Northwestern Events Calendar

Mar
6
2025

The Weakling, the Genius, the Bomb, and the Globe: Andrei Bitov on Writing Amidst Nuclear Ecologies

When: Thursday, March 6, 2025
5:00 PM - 7:00 PM CT

Where: Kresge Hall, 23055, 1880 Campus Drive, Evanston, IL 60208 map it

Audience: Faculty/Staff - Student - Graduate Students

Contact: Deanne Puloka   (847) 491-5636

Group: Slavic Languages and Literatures

Category: Academic

Description:

The Weakling, the Genius, the Bomb, and the Globe: Andrei Bitov on Writing Amidst Nuclear Ecologies

The talk will explore Andrei Bitov’s creative struggles—his own writer’s block and existence at loose ends, and that of his characters—as a response to the threat of nuclear annihilation, and as a sign of preoccupation with ecological and ontological finitude. Bitov’s continuous questioning of how to live, write, and relate to the world under conditions of universally shared vulnerability is particularly relevant today.  As Bitov’s protagonists are torn between two opposing dictums (one that calls for the wisdom of weakness, the other for the delusion of agency), his texts continue to search for a solution to the postmodern problem of futurity. Time and again he returns to the figure of a demiurgic genius who just might succeed in becoming both immanent and transcendent, overcoming the limitations of ordinary human life, and enduring beyond the end. Ultimately, Bitov concludes that genius consists in affirming discontinuous continuity—be it in the form of halting writing, partial understanding, cautious making, or tentative living—as both the only feasible and the only ethical mode of being in the world.  Bitov’s idea of discontinuous continuity offers a new inflection of ecological thought.
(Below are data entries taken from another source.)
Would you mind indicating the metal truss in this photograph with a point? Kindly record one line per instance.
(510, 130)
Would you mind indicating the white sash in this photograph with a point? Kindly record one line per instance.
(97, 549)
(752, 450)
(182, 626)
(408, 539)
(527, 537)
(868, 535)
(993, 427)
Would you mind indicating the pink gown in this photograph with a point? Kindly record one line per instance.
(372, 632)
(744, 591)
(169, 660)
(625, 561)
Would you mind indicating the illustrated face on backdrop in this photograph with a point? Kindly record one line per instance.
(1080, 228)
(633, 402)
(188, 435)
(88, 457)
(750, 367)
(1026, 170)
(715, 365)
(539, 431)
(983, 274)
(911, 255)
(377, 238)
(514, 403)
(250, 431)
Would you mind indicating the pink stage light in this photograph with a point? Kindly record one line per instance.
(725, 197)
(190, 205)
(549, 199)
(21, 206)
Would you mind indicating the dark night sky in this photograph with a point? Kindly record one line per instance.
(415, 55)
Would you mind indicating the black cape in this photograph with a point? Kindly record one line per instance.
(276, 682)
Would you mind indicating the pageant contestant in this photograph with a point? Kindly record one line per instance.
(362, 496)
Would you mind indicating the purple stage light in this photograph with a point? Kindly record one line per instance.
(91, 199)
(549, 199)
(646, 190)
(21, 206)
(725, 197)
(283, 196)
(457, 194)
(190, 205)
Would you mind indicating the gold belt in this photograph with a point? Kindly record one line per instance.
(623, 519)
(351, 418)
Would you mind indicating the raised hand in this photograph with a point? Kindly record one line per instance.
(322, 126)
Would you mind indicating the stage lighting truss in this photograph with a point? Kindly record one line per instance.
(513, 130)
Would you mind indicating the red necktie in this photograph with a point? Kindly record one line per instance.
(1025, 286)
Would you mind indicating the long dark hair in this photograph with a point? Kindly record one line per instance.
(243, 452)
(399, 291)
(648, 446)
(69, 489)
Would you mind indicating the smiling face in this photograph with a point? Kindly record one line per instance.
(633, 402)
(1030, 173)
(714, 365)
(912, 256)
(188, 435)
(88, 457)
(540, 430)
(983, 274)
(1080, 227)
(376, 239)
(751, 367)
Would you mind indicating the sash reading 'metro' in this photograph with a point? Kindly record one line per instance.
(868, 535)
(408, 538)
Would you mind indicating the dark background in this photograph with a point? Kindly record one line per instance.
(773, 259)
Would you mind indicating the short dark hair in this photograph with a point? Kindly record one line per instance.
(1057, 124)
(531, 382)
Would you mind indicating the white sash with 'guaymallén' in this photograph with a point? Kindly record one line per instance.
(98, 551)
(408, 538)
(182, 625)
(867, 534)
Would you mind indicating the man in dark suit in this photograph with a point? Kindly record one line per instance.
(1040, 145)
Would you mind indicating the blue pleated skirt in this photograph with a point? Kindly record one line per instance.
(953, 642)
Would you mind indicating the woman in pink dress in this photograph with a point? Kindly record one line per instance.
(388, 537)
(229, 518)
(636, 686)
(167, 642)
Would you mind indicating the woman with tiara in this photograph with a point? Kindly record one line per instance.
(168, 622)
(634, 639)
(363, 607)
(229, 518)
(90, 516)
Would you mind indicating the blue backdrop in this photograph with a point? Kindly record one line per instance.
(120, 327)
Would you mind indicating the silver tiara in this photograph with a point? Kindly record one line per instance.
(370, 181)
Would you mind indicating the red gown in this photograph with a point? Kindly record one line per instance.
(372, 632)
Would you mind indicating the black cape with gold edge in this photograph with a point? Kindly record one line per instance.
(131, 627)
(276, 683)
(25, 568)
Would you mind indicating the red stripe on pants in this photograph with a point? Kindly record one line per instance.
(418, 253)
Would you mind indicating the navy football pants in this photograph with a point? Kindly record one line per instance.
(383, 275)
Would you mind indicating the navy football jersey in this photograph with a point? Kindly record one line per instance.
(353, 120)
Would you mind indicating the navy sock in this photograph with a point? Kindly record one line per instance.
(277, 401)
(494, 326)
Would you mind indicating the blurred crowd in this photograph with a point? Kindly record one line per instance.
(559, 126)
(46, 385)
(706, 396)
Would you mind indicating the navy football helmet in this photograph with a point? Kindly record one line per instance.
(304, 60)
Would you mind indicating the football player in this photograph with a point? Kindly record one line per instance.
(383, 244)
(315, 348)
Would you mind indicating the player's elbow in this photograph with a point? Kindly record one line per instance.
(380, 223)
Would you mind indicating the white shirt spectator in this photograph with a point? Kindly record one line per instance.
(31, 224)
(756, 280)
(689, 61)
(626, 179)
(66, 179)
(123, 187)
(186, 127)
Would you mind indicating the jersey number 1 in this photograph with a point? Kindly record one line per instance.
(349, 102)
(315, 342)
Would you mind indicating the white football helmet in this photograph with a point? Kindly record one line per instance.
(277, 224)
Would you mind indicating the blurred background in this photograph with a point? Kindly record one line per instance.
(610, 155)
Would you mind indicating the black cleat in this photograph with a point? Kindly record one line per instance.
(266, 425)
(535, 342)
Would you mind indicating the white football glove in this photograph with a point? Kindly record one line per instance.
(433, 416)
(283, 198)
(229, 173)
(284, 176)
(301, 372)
Julia Vaingurt is a Professor in the Department of Polish, Russian, and Lithuanian Studies at the University of Illinois at Chicago.  She is the author of Wonderlands of the Avant-Garde: Technology and the Arts in Russia of the 1920s (Northwestern UP,  2013) and Soft Matter: The Poetics of Weakness in Late Soviet Socialism (Northwestern UP, 2025), and a co-editor of The Human Reimagined: Posthumanism in Russia (Academic Studies Press, 2018).  Her scholarship investigates the aesthetics and ethics of science and technology, including bioethics, biopolitics, and bioengineering.  She  is currently working on a new book project about the relationship between epidemiology and literature.